La flamme de Simon et Élisabeth soufflera le village et provoquera une tornade dévastatrice. Une passion à l'égale de Roméo et Juliette, Tristan et Iseult.
«Elle portait une jupe avec tellement de plis, on aurait dit un abat-jour. C'était une jupe à mi-cuisse- je ne sais pas si ça se dit, mais ça se voit. Il y a des filles qui sont faites pour les jupes, elles ont des jambes, c'est comme les pieds d'une lampe et c'est facile de croire que c'est de là que vient toute la lumière.» (p.27)
Jérémie écrit l'histoire de Simon et Élisabeth des années plus tard. Il a été le confident, le témoin et le messager comme dans les grandes tragédies tricotées à l’alexandrin. Il a vu des forces se heurter, ne laissant personne à l'écart, pas même Canaille Saint-Gelais qui vit à l’écart du village par dépit ou par lucidité.
«Je l’ai déjà dit et je le répète, nous n’habitons pas un village, nous lui appartenons, et le nôtre ne fait pas exception.» (p.139)
L’horreur mais l'amour encore et toujours. L'amour qui mènera Simon à l'asile. Pourtant, il triomphe de tous et de tout avec la complicité de sa famille. Des scènes d'une violence inimaginable surviendront après l’affrontement de Simon et Dupuits sur le parvis de l’église!  On se croirait au temps des Capulet et des Montaigu. Deux mondes se heurtent et se brisent.
«Quelque chose s'est brisé. Un craquement comme un bruit de fêlure qui s'est étiré en écho dans le plus formidable silence de foule qu'il m'ait été donné d'entendre. Il n'y a pas d'autre moyen de le dire. Ç'a été comme un sceau sur l'offense, avec tout un village de témoins. Pour qui n'a jamais vécu à la campagne, il faut savoir qu'un village, ce n'est qu'une mémoire multipliée, répandue, débordante et souvent agrémentée.» (p.109)
Le village fermera les yeux devant les pires horreurs comme dans le poulailler où rien ne perturbe les poules.

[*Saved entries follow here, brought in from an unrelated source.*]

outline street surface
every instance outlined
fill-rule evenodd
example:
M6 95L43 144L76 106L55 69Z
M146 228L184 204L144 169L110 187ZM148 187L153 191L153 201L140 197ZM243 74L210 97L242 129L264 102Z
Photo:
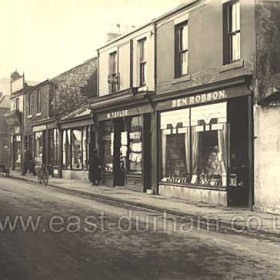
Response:
M35 183L0 177L0 218L0 280L280 279L280 244Z

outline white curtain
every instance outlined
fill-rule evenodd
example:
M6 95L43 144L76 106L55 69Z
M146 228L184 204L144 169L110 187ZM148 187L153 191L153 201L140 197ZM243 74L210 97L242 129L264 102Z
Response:
M221 171L222 174L226 175L227 172L227 138L226 138L226 125L223 125L223 129L218 130L218 146L219 153L222 154L221 158ZM226 182L223 182L223 185Z
M185 155L186 155L186 168L188 174L191 173L190 168L190 140L189 140L189 131L185 133Z
M197 174L198 163L198 133L196 128L192 127L192 173Z

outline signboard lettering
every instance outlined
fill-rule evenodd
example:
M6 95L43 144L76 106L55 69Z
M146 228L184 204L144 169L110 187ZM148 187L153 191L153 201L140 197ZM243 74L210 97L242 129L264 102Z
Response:
M172 107L183 107L227 98L225 90L217 90L172 100Z
M121 118L126 116L128 116L128 110L122 110L122 111L117 111L117 112L112 112L107 114L108 119Z

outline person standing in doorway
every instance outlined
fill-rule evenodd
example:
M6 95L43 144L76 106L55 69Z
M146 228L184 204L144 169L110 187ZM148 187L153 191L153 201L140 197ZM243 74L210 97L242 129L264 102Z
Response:
M100 160L98 158L97 150L93 149L93 154L89 161L89 179L92 185L99 185L100 183Z

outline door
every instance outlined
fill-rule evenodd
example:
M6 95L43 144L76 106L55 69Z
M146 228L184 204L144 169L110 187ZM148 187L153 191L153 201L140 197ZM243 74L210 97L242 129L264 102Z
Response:
M125 132L125 122L123 119L114 121L114 162L113 175L114 186L124 186L126 173L126 150L127 134Z

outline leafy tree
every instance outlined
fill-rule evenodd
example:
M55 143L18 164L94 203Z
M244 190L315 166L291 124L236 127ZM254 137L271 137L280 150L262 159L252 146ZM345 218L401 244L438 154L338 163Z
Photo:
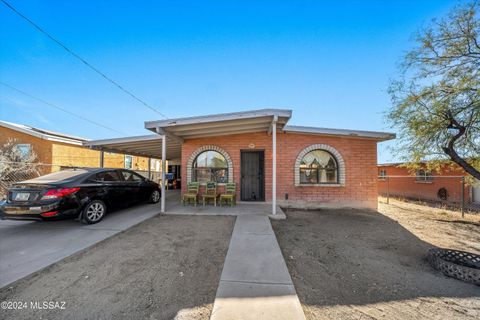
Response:
M480 4L455 7L420 31L389 87L395 149L411 164L451 160L480 179Z

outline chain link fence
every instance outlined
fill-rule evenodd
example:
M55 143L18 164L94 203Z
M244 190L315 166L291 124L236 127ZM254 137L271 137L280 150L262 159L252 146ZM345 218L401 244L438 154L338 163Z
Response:
M380 201L390 198L470 213L480 213L480 183L463 176L379 176Z
M71 169L71 168L87 168L87 167L73 167L45 163L25 163L25 162L3 162L0 161L0 201L6 199L8 188L15 183L34 179L48 173ZM88 167L98 168L98 167ZM123 168L118 168L123 169ZM160 171L148 170L132 170L142 175L143 177L161 182L162 173Z

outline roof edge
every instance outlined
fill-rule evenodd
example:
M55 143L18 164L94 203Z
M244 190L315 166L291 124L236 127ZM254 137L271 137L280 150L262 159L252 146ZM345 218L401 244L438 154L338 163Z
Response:
M8 121L0 120L0 126L48 141L56 141L80 146L83 144L83 142L88 141L84 138L70 136L63 133L57 133Z
M237 119L248 119L262 116L278 116L290 119L292 117L292 110L290 109L258 109L250 111L230 112L209 114L203 116L173 118L166 120L145 121L145 128L153 130L157 127L172 127L177 125L188 125L197 123L219 122ZM288 121L287 119L287 121Z
M128 143L136 141L151 141L151 140L161 140L162 137L158 134L149 134L142 136L130 136L130 137L121 137L121 138L111 138L111 139L101 139L101 140L88 140L84 141L83 145L86 147L92 147L97 145L103 145L107 143Z
M320 128L320 127L305 127L305 126L290 126L287 125L283 128L284 132L292 133L307 133L329 136L348 136L357 138L369 138L378 141L387 141L396 138L395 133L381 132L381 131L364 131L364 130L350 130L350 129L332 129L332 128Z

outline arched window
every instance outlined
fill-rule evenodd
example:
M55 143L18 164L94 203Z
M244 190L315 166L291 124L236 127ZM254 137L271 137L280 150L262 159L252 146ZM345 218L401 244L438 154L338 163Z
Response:
M328 151L312 150L300 161L300 183L339 183L337 159Z
M228 162L220 152L203 151L195 158L192 173L192 181L226 183L228 182Z

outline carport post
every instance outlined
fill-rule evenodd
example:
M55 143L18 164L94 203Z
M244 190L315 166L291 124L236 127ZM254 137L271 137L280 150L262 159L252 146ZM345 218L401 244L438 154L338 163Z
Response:
M148 157L148 179L152 179L152 158Z
M167 160L167 136L165 134L162 135L162 198L161 198L161 208L160 212L165 213L165 178L166 174L166 160Z
M277 116L272 121L272 214L277 214Z
M105 160L105 153L103 150L100 151L100 168L103 168L103 162Z

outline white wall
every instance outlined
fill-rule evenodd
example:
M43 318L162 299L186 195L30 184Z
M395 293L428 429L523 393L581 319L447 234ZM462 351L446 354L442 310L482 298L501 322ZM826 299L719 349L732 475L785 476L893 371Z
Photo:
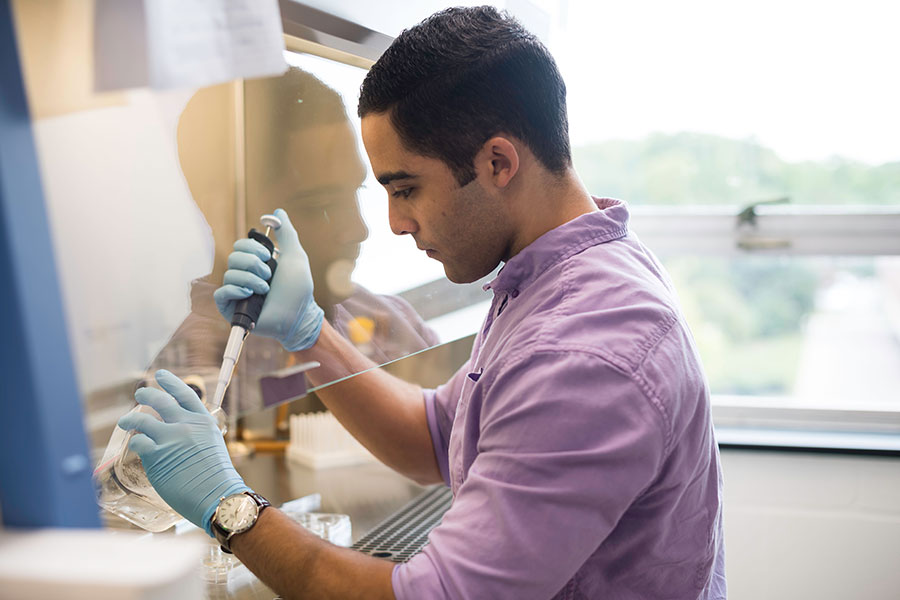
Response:
M723 450L730 600L900 598L900 458Z
M212 268L212 235L176 150L188 93L38 119L33 130L83 393L141 374Z

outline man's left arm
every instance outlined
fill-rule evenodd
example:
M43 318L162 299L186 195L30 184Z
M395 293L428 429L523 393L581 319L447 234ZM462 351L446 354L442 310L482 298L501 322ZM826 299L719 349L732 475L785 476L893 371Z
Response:
M168 371L158 371L156 380L162 390L141 388L135 400L162 421L130 412L119 426L135 431L129 447L163 500L212 536L219 499L250 488L194 391ZM321 540L275 508L263 509L256 524L230 543L238 558L285 598L394 598L393 563Z
M231 549L283 598L393 600L394 563L322 540L281 511L267 508Z

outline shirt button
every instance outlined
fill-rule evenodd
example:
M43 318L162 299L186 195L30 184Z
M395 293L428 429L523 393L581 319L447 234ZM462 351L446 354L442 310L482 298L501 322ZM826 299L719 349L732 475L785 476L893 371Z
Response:
M519 290L517 290L517 289L512 289L512 290L510 290L510 291L509 291L509 295L512 296L513 298L518 298L518 297L519 297Z

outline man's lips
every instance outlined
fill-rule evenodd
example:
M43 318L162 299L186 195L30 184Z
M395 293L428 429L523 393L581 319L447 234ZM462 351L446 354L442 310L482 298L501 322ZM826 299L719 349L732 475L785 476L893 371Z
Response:
M416 248L418 248L419 250L424 252L425 255L428 256L428 258L434 258L435 256L437 256L439 254L437 250L435 250L434 248L429 248L428 246L421 244L419 242L419 240L415 240L415 242L416 242Z
M416 248L418 248L419 250L424 252L428 258L434 258L438 253L438 251L435 250L434 248L428 248L428 247L423 248L422 246L420 246L418 244L416 244Z

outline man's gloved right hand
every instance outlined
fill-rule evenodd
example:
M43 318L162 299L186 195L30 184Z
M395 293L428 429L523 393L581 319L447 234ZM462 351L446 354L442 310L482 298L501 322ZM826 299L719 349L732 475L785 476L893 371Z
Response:
M325 313L313 300L309 259L291 220L280 208L275 216L281 220L281 227L275 230L281 254L271 286L267 283L272 277L266 265L269 251L259 242L245 238L234 243L224 285L213 298L219 312L231 321L235 303L254 293L268 293L253 333L275 338L286 350L305 350L319 339Z

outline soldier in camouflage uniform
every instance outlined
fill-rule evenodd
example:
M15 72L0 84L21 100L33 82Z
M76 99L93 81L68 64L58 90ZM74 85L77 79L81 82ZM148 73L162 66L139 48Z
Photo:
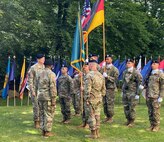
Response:
M39 106L37 100L37 74L38 71L44 69L45 57L43 54L37 54L37 63L31 66L28 73L28 86L31 95L31 101L33 105L33 118L35 128L40 128L39 122Z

Un poulailler où Simon trouve un exutoire à sa violence et sa rage. Une folie passagère et après le calme. Le miroir de la société…

Surtout l’écriture


Quelle invention d’écriture! Un pur bonheur! Des trouvailles, des découvertes langagières, une langue que l’auteur triture et transforme. Une véritable danse.
Oui il est encore possible d’écrire des histoires de passion, de violence, de croire en l’idéal et l’absolu. «L’amour empoulaillé» est un plaisir de tous les instants malgré des pages effroyables. Un roman d’espoir même si les protagonistes en sortent mutilés et cassés. L’amour triomphe, du moins dans les romans de Guy Lalancette.
«Le silence s'est étendu jusqu'au poulailler et nous avons respecté ça pendant que, penché sur son épouse, il scellait en un long baiser leur nouvelle alliance. J'écris ça comme dans la Bible parce que, parfois, il faut de la poésie et que, outre celle de Simon, c'est la seule que je connaisse.» (p.220)
Un grand roman qui marque l’imaginaire.

«Un amour empoulaillé» de Guy Lalancette est publié par VLB Éditeur.